If it isn't too bother, could you please share more pretrained models along with it's training data and the exact commands used to train the model? And what might be the reason for my results?

Fictionarry commented 11 months ago

Hi, to my knowledge, such a failure is mainly in the poor correlation between audio features and visual appearance. Obvious lip movements can be observed easily in very early epochs if the training is smooth going.

Chinese speech videos are much more difficult due to the lack of high-quality pretrained audio extractors. We do not suggest DeepSpeech and the HuBERT weight "jonatasgrosman/exp_w2v2t_zh-cn_hubert_s449" in hubert_cn.py for Chinese. Instead, we found "facebook/hubert-large-ls960-ft" in hubert.py performs better, although it is trained on English speeches rather than Chinese.

The Obama weight is trained from our given script. And the Chinese demo shown on our project page is generated with the same hyperparameters but HuBERT audio feature. So you can try the provided HuBERT or Wav2Vec and see if the lip movements can be built successfully.

BingliangLi commented 11 months ago

Thank you for the suggestions, I will train my models again with the new audio features and post my updates here when I'm done :)

Fictionarry commented 11 months ago

Thank you for the suggestions, I will train my models again with the new audio features and post my updates here when I'm done :)

I have watched your video again and found the training audio in the second one sounds a little low in volume and unclear, which is also not good for the audio feature extraction. You may have to enhance it if the result is still undesirable.

BingliangLi commented 10 months ago

After tweaking the audio(enhance the volume, remove the background noise), I tried a few HuBERT models(TencentGameMate/chinese-hubert-large, facebook/hubert-large-ls960-ft, etc), can't get a good lip sync result, however the human figure is better than Geneface.

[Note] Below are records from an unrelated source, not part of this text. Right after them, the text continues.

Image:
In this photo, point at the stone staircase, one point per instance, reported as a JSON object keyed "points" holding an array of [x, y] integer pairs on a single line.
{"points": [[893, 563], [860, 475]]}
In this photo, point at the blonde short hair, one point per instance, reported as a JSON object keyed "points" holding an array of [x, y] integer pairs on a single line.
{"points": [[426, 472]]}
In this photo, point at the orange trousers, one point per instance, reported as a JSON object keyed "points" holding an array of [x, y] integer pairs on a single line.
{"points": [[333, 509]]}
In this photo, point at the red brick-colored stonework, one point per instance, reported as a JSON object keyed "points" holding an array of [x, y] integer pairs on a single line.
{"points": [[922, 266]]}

Closing the issue for now, I will look deeper into this later.

BingliangLi commented 10 months ago

The problem is caused by --emb mode, do not use it when using HuBERT feature. Also the facebook/hubert-large-ls960-ft is better than TencentGameMate/chinese-hubert-large even the train data is in Chinese. Use facebook denoiser to preprocess training audio can also improve the result.

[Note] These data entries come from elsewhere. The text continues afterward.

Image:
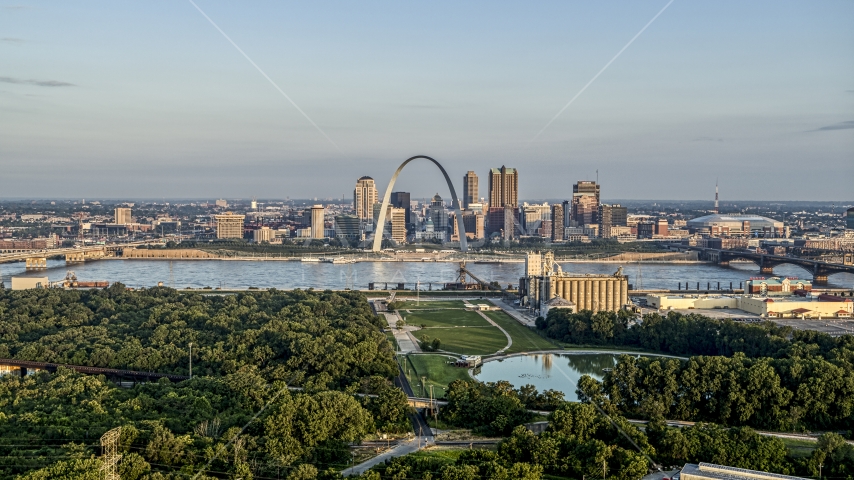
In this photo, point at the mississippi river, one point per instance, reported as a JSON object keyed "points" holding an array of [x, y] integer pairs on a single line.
{"points": [[289, 275]]}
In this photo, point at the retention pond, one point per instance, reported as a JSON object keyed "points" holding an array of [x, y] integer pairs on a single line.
{"points": [[552, 371]]}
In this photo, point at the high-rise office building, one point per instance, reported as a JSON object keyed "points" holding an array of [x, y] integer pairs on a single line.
{"points": [[402, 200], [317, 221], [347, 227], [229, 225], [567, 213], [398, 224], [557, 223], [585, 203], [470, 189], [611, 216], [438, 214], [474, 225], [503, 187], [511, 216], [263, 234], [364, 198], [586, 187], [123, 216], [585, 210]]}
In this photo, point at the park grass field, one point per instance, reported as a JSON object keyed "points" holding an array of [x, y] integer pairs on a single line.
{"points": [[524, 339], [799, 448], [431, 304], [443, 318], [437, 372], [484, 340]]}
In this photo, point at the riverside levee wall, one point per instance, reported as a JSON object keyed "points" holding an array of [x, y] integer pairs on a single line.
{"points": [[186, 254]]}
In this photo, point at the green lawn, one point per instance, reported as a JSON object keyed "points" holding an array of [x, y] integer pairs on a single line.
{"points": [[524, 339], [466, 340], [437, 371], [799, 448], [444, 318], [432, 304]]}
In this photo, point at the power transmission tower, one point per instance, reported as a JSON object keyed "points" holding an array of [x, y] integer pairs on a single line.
{"points": [[111, 457]]}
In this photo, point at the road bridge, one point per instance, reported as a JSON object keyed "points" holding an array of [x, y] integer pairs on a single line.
{"points": [[818, 269], [37, 259]]}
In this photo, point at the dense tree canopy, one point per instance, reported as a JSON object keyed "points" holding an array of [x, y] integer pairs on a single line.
{"points": [[281, 380], [760, 375]]}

The results are quite impressive, lips are even more accurate than Wav2lip, also no post-processing is needed for er-nerf.

https://github.com/Fictionarry/ER-NeRF/assets/49446651/6638fe6a-48aa-4146-8a13-1f08c9afeede

I have a few followup questions:

Does more training data lead to better results? How much(long) data is the maximum capacity for the model to learn? (I'm planning to use 10~15min data to improve the results)
Can we explicitly control the torso, head direction in real time? Basically I want to create an idle mode similar to the one in Sadtalker https://github.com/OpenTalker/SadTalker/discussions/386#discussion-5289020
For realtime inference streaming, are there any recommended framework to use?

Thanks again for this great framework!

Michaelho2019 commented 10 months ago

helo 我们在做模型的测试但是和楼主一样出现了类似的一些问题包括头部不稳定、头发比较假、左侧头发没有展示出正确的遮挡关系、还有口型比较模糊、衣服上的部分文理有闪跳白光灯

https://github.com/Fictionarry/ER-NeRF/assets/141602355/659610d4-5310-4d25-94a7-ab36be33fbd1

我们使用的是 facebook/hubert-large-ls960-ft
背景没有明显噪音声音也足够大训练视频5分钟人物为国人女性

不太清楚具体的问题请帮忙看戏

ligyvip commented 9 months ago

Hello, I have used HuBERT's Facebook/hubert-large-ls960-ft model, and have used the 'emb' parameter during training and inference. Why is the mouth shape still completely misaligned and unable to open during inference?

husthzy commented 8 months ago

Hello, I have used HuBERT's Facebook/hubert-large-ls960-ft model, and have used the 'emb' parameter during training and inference. Why is the mouth shape still completely misaligned and unable to open during inference?您好，我使用了HuBERT的Facebook/hubert-large-ls960-ft模型，并在训练和推理过程中使用了“emb”参数。为什么推理时嘴型还是完全错位，无法张开？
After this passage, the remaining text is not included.